Family Fun At Zee Heritage India Festival
Atlantans enjoyed a weekend of shopping, food and family fun at the Zee Heritage India Festival during the weekend of June 12-13 at the Gwinnett County Fairgrounds.
The festival was part of the recently wrapped up third season of the Zee Heritage India Festival. Festivals were also held in San Jose, Ca., Chicago, Edison, NJ, and Gaithersburg, Md. The Atlanta festival drew thousands, as festivalgoers enjoyed traditional Rajasthani dances and music by a 12-person troupe headlined by the renowned musician and entertainer Rehmat Khan Langa.
The performances, which were held for hours at a time throughout both days of the festival, featured a puppet show, traditional Rajasthani music, dances like kachhi ghodi, tehra taali and banjara, and more. At various points throughout the festival, the troupe's musicians and dancers could be seen meandering around the fairgrounds, dancing and interacting with festival goers.
"We really wanted to turn the entertainment up a notch this year. The incredible response towards Langa's dance troupe was especially gratifying. Items like kachhi ghodi, the puppet shows and traditional Rajasthani dances are something that most South Asians that have grown up here have never seen before. We are proud that we were able to bring it to them," said Shishir Misra, president of Rushi Entertainment.

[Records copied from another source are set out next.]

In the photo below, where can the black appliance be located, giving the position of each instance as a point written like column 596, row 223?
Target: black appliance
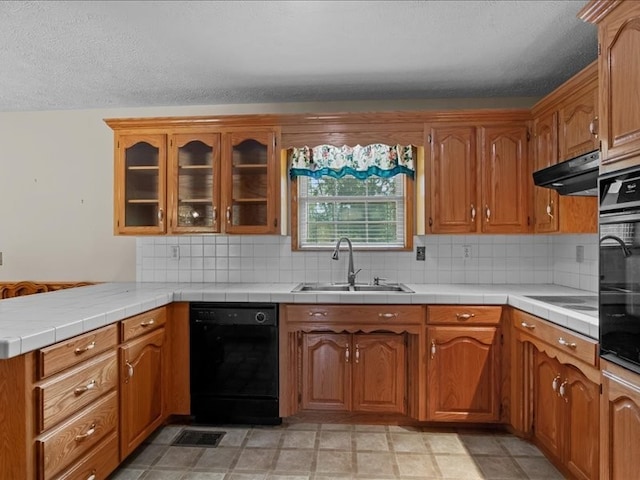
column 577, row 176
column 619, row 289
column 234, row 363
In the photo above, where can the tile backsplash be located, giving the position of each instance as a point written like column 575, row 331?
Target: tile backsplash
column 449, row 259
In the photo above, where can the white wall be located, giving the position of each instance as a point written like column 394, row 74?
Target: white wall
column 56, row 184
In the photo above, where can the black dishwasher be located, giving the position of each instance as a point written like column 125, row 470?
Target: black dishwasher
column 234, row 363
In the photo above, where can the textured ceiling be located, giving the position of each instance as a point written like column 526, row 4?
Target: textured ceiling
column 77, row 54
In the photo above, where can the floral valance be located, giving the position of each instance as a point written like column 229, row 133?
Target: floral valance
column 360, row 161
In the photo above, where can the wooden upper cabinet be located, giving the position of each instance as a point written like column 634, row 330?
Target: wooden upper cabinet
column 545, row 200
column 504, row 184
column 140, row 184
column 619, row 68
column 578, row 124
column 452, row 184
column 250, row 181
column 194, row 183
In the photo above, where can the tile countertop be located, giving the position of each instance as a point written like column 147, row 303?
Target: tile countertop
column 34, row 321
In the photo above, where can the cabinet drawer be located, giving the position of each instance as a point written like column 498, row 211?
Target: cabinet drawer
column 145, row 322
column 66, row 354
column 97, row 464
column 355, row 313
column 65, row 444
column 63, row 395
column 463, row 314
column 580, row 347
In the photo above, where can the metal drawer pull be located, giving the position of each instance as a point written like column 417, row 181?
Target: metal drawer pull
column 87, row 434
column 563, row 390
column 564, row 343
column 89, row 386
column 129, row 371
column 78, row 351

The dance troupe performed at all five festivals this year, courtesy of the Indian Council for Cultural Relations, an agency within the Indian government. "Of course, we're incredibly grateful to the ICCR for providing us access to the wondrous talents of Mr. Langa and his troupe," Mr. Misra said.
As an added attraction, the festival featured dancers, musicians and artists from local communities and dance schools. Dances from all across India were featured.
In addition to the vast variety of stage entertainment, the festival also served as a tremendous marketplace for all things South Asian ? from arts and handicrafts for the home to the latest cotton fashions from India to classic and contemporary costume jewelry to beautiful Rajasthani and Punjabi artwork, the festival had a little something for everybody's shopping tastes. Apart from local vendors, there were others that came from as far as the U.K., New York, New Jersey and North Carolina to provide attendees with variety and value.
"By bringing vendors from the U.K. and all over the U.S., the festivals create a huge business-to-business platform for many small companies that otherwise are not able to venture out into other markets," said Mukesh Maini, assistant vice president of marketing for Rushi Entertainment. "Not only are vendors able to sell to the end consumer, but the networking opportunities allow vendors to create distributorships and establish long-term relationships with cross-country clients."
Not to be outdone by the shopping and entertainment, popular South Asian restaurants from each venue's metropolitan area provided mouth-watering dishes from all over India. A sampling of the cuisine included dosas, vadas, Indian-Chinese, masala chai, bhel puri, chicken and beef kabobs, kulfi, samosas, vegetable cutlets, potato patties, fresh sugarcane juice, and much more.
Children who attended the festivals had enjoyed a full day of activity, as international nonprofit agencies Vibha and Asha for Education provided a host of carnival games and activities like coloring, face painting and mehndi to keep children entertained.
Rushi Entertainment, which organized the Zee Herigae India Festival is a multimedia South Asian entertainment company based in Maryland.